House Bill 4395 removes the requirement that a veterinarian access and report to the controlled substance monitoring database.
House Bill 4410 permits directors and executive officers of a banking institution to borrow from a banking institution with which he or she is connected up to $25,000 or 5 percent of unaffected capital and surplus to a maximum combined amount of $500,000 without the prior approval of a majority of the board of directors or discount committee of the banking institution.
House Bill 4414 aims to develop a resource which families can use to monitor and track deaf and hard of hearing children's early language acquisition and expression, and developmental stages toward English literacy. This resource is very important, because it will help children develop language skills by the appropriate age or will otherwise offer resources to ensure progress with expressive skills.

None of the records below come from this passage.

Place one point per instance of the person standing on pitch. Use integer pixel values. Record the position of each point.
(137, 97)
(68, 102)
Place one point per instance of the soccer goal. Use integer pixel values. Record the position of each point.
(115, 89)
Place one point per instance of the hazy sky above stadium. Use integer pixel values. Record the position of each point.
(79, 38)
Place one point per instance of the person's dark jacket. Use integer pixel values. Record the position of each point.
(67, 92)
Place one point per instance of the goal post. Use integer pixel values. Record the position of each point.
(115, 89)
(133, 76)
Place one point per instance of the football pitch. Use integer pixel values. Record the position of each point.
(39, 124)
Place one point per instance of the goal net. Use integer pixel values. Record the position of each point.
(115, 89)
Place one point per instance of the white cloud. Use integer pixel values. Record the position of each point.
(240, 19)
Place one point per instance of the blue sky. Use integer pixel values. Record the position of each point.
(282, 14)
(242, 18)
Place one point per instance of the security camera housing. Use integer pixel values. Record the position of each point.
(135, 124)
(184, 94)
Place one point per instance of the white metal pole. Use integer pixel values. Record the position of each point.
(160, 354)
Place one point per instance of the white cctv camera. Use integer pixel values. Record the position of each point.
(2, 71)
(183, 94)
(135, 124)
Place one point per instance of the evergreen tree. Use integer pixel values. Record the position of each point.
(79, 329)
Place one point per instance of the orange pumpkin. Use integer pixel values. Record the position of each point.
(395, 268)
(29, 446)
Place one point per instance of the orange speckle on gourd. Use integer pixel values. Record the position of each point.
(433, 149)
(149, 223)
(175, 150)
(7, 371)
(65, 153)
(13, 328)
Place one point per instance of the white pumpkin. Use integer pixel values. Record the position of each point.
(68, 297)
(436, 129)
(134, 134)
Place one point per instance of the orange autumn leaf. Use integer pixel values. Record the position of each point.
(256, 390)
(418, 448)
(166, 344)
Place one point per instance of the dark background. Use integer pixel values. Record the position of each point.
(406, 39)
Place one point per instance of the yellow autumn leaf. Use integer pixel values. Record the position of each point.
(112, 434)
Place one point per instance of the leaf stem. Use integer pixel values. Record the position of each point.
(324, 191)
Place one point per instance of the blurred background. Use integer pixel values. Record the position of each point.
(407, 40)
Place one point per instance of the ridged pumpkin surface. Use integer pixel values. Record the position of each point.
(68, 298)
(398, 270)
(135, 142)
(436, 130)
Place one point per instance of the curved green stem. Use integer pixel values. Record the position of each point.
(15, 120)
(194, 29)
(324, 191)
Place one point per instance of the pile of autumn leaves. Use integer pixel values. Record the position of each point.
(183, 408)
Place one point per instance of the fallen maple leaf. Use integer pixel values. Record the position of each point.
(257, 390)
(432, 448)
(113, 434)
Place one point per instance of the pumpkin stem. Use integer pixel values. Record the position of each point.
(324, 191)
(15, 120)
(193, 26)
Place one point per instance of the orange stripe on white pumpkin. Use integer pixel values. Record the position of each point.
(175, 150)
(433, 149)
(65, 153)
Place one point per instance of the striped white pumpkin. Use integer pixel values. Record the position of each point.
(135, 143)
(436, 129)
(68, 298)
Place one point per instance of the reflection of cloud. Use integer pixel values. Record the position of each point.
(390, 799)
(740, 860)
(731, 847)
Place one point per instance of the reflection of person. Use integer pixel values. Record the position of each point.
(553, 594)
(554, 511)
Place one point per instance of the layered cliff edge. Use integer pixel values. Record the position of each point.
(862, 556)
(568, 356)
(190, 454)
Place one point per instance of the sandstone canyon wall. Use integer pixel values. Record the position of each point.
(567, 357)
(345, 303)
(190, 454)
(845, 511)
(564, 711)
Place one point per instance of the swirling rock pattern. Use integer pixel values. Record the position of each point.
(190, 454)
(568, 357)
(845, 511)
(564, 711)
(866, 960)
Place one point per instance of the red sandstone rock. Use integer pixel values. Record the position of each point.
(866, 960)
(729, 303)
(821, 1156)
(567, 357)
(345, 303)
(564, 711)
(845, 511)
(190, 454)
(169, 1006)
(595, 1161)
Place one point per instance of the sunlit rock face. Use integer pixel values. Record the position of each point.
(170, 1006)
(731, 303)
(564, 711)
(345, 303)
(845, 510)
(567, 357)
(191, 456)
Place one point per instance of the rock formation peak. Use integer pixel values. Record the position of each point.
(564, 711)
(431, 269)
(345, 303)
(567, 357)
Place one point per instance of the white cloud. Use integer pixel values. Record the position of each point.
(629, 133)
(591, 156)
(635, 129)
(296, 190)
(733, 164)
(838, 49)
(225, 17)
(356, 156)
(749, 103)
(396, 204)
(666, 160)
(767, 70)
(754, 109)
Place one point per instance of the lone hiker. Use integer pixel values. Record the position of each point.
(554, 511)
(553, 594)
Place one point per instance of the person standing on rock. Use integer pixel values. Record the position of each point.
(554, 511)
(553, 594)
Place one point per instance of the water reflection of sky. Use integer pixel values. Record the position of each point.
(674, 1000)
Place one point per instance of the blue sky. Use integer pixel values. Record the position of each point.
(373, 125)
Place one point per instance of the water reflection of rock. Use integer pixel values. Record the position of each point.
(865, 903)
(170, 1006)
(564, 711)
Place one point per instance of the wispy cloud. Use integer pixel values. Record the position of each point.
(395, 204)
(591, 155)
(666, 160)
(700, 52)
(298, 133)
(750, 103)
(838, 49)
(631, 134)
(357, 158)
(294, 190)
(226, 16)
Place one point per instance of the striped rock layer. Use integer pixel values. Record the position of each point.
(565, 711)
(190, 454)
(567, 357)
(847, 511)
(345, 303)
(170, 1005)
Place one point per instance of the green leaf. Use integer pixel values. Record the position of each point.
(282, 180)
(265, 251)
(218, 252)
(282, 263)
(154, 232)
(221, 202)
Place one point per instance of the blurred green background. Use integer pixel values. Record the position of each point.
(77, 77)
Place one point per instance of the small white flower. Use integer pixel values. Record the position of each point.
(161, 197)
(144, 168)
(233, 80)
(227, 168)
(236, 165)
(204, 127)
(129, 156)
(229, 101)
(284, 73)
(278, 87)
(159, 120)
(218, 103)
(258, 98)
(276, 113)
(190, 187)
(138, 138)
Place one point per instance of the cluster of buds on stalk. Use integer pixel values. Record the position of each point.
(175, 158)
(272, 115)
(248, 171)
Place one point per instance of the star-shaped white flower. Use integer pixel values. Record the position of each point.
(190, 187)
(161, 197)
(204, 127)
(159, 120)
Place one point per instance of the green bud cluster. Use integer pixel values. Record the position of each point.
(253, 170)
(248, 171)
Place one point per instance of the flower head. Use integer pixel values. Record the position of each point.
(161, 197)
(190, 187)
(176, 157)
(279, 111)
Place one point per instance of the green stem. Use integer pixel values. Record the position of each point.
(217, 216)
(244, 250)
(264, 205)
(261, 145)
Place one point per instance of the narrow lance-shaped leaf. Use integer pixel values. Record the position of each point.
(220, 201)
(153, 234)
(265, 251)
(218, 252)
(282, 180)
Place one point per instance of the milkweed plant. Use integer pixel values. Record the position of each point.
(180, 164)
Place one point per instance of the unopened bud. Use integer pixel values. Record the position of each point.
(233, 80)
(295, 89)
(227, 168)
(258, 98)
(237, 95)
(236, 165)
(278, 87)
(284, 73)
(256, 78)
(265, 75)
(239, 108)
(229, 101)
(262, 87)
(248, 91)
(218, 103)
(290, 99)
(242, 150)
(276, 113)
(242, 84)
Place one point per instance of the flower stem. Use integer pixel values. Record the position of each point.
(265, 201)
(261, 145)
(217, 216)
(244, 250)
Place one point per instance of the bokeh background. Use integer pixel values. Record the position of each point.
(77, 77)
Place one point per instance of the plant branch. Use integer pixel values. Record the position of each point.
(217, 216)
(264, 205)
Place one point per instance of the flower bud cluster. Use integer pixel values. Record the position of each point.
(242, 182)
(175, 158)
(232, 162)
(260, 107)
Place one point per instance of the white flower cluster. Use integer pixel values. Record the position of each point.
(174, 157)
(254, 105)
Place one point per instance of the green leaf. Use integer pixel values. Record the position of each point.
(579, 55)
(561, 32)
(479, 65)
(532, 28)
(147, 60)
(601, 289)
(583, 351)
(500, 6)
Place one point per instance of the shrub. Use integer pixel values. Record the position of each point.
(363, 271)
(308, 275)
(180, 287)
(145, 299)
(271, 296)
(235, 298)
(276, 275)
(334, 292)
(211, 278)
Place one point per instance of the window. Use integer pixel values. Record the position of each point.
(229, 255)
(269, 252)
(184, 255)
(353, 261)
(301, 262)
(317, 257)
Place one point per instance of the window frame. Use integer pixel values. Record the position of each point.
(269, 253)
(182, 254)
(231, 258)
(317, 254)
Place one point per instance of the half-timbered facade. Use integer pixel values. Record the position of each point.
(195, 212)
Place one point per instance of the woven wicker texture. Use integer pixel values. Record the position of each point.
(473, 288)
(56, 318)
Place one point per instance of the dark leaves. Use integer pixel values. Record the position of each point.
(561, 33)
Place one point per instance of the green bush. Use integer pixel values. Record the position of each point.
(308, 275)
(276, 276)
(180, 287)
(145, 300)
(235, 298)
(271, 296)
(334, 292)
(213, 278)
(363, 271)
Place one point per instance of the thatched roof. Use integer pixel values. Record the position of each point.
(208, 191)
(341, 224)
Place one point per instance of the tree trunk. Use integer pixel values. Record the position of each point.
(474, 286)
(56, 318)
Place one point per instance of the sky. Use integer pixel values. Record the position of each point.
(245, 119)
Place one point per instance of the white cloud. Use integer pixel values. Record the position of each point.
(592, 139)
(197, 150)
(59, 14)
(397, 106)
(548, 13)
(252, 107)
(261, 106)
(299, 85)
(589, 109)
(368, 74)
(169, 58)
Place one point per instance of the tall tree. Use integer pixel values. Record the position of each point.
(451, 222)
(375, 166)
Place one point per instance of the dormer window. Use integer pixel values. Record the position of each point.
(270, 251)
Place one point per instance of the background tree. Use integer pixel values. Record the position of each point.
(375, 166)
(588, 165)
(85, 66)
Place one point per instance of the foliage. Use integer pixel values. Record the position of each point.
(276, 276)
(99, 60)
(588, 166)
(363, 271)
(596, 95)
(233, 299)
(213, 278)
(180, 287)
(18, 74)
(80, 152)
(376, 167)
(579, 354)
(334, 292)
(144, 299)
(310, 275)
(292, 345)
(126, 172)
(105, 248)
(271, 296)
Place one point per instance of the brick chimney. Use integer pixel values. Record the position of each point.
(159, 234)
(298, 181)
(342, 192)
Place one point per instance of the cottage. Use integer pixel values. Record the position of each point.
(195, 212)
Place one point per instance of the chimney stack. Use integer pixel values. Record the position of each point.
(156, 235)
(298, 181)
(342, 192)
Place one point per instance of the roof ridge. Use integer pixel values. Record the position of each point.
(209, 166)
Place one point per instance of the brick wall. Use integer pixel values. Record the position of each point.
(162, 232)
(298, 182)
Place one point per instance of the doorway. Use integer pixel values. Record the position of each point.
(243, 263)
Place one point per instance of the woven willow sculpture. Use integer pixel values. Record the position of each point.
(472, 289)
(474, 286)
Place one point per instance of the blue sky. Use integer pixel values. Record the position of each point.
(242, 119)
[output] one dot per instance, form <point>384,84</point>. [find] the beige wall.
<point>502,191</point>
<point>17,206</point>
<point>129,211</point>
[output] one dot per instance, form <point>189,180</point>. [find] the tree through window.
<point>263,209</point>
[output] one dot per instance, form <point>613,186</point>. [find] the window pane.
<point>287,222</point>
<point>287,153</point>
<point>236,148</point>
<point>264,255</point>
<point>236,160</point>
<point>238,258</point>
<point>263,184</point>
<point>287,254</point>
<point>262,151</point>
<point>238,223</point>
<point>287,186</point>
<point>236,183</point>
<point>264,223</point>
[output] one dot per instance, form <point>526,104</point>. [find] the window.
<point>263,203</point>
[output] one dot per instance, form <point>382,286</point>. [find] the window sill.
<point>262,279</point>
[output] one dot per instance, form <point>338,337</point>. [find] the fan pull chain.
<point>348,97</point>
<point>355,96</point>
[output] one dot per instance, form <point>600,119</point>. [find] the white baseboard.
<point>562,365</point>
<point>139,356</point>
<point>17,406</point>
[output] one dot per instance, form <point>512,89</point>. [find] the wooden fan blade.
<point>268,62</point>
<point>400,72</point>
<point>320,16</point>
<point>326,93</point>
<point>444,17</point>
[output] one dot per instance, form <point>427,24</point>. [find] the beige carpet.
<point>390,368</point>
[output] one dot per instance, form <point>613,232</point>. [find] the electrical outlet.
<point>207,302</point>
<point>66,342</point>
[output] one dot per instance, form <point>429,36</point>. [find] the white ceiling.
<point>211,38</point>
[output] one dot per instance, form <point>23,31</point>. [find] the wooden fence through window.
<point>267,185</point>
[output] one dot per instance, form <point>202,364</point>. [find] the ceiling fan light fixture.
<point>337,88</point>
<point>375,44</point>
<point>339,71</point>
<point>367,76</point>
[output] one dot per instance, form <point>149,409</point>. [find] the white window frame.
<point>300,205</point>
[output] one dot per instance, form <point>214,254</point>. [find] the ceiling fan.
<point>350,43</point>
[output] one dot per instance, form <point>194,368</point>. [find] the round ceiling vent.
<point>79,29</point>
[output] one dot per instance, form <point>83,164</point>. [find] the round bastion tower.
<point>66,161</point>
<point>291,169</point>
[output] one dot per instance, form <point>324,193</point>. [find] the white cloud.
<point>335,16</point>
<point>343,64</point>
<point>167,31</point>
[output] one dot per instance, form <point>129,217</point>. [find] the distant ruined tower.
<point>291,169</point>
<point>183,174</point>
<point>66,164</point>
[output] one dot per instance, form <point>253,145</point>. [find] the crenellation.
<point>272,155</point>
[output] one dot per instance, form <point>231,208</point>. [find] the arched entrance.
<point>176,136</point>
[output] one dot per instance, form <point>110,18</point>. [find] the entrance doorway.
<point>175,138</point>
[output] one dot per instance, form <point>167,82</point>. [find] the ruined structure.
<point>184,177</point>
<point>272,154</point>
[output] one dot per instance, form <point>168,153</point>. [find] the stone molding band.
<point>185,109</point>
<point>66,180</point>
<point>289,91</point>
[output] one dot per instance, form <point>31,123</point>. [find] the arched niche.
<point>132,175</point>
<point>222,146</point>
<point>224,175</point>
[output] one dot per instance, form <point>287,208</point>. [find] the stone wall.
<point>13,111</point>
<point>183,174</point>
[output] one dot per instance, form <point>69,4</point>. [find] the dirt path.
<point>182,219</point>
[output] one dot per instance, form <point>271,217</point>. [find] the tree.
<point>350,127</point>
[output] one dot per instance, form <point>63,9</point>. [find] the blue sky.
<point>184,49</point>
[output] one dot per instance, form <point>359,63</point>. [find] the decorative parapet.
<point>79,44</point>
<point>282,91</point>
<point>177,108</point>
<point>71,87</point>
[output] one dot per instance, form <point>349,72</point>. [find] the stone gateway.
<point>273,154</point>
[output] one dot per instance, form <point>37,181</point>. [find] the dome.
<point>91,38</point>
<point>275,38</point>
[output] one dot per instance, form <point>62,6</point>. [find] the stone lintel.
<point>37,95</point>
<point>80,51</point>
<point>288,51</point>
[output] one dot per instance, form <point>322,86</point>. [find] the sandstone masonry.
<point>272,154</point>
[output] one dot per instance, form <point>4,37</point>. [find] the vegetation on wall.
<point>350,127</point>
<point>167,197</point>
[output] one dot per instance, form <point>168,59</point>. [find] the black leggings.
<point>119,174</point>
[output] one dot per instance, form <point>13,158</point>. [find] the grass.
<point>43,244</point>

House Bill 4415 aims to improve the response to, protection and recovery of missing and endangered children in the state. This bill makes it easier for law enforcement to handle missing children's cases. One part of this bill states the importance of interagency cooperation. This means that state agencies and schools must cooperate and assist with confidential information that will help law enforcement with each case. This bill also establishes a missing foster child locator unit program, which includes duties such as receiving reports of missing foster children, assisting law enforcement and completing screening once the child has been found.
House Bill 4438 provides a mechanism to allow licensing of advance deposit wagering.
House Bill 4559 extends the time limitation to 10 years for a plaintiff to bring a civil suit or personal action against a defendant who committed sexual assault or sexual abuse on the plaintiff when the plaintiff was a minor.
House Bill 4352 removes barriers to employment for individuals with criminal records who seek licensure or certification in an occupation governed by state laws, with certain exceptions and to reduce the number of hours of necessary experience to qualify for certain licenses.
House Bill 4380 updates the regulatory board review schedule.
House Bill 4444 establishes Medals of Valor for emergency medical service members, firefighters, and law-enforcement officers
House Bill 4453 expands the eligibility requirements for private investigator and security guard licensure, remove the increased application fee for a nonresident of West Virginia or a foreign corporation or entity, and limit the fee charged by the Secretary of State for renewal of licensure.